A handy program for graphics and short range mapping

Originally Posted by LordofProcrastination View Post
Very neat stuff, Ack. I wasn't familiar with SketchUp before, but now it looks like it's going to be unavoidable for any 3D combat necessitating high accuracy that I might run.
Yup. Also good for working out where and how flying characters are going to fit into combat. I did these up as a quck example for another situation; the mage on the carpet is 50 feet above the dark creature (actually a Grim Reaper) and the character on the flying disk is 30 feet above the drow (more or less).

Tape measure lets you get exact ranges really easily...

The potential applications are almost endless.

Just in case you were wondering how to make the 'lots of layers' of water that I mentioned two posts up; no, you don't have to make each layer individually.

Make one layer, sized to fit the pool. Set it up with the colour or texture of your choice.
Double-click the shape to highlight all of it, then hold down Shift and click the flat area again. This will leave just the edges highlighted. Right-click one of them and select 'Hide'.
Hide the edges. Select "View Hidden Geometry" from the View menu. Double-click on the layer and make it into a
If you don't know how to do this; right-click and select "Make Component".

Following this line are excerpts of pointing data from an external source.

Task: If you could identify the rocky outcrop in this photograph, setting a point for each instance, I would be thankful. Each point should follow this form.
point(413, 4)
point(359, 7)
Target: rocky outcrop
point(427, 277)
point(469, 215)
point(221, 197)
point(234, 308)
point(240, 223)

Now, select the Move/Copy tool (the one that looks like four arrows going in all different directions) and press CTRL; this activates the '
This shows up as a little plus sign.
Copy' part of the function. Click on the corner of the water layer and then pull it downward just far enough that the 'direction' line shows blue, so you know you're pulling it straight down. Now let go the mouse and type in the distance you want to move it downward. Suppose we're doing a 6' deep pool, you type in [6'] or [72"]. Hit Enter; it should move downward that far. Now, before you do anything else, type the following (without the square brackets): [72/]. This should result in 72 copies of the original layer appearing stacked beneath the first one. (Yeah, I know, 6 feet and one inch ... be quiet).

Select the whole stack and make that into a component, then place it where you need it. Be sure to turn off viewing of Hidden Geometry afterward, so it looks nice and neat.

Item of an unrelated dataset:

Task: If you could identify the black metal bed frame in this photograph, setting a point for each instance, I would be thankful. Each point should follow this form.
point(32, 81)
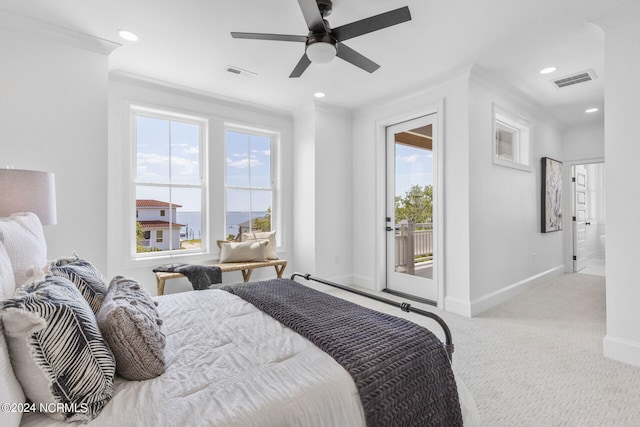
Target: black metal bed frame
point(404, 306)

At any point after making the layers, you can adjust the opacity of the colour/texture you chose, so the water looks right to you. Also feel free to experiment with the darkness of the colour.

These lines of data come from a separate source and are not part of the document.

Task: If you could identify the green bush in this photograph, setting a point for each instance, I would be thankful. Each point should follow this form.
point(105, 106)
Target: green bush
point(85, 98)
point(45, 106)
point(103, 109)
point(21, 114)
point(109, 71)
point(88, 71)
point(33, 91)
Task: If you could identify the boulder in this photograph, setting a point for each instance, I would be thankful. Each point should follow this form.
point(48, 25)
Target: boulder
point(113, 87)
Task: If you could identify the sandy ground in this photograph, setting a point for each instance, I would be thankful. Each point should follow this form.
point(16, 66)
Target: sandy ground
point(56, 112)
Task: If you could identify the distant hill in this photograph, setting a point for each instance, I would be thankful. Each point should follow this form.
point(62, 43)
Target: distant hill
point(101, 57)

I've edited the Dungeon Maker kit a little, just to fix a few minor problems. It's still downloadable from the same link.

* * *

How to make a grid of 5x5 squares quickly and easily

1: Choose the size of the grid. This is easiest if it's going to be a square. Let's say 100 feet x 100 feet.

2: Make the square.

3: Highlight one side of the square by clicking on it.

4: Select the Move/Copy tool, press CTRL to activate 'Copy', and drag the copy sideways across the square, just far enough that the program gets the idea of your direction, then type in [100']. Hit Enter, then type in [20/] and hit enter again. If you've done it right, there'll be an array of lines right across the square, each 5 feet apart.

5: Triple click the square, then go to the Edit menu and select Copy then Paste. Paste the copy near the original.

6: Select the Rotate tool, place it on the new copy, and rotate it 90 degrees.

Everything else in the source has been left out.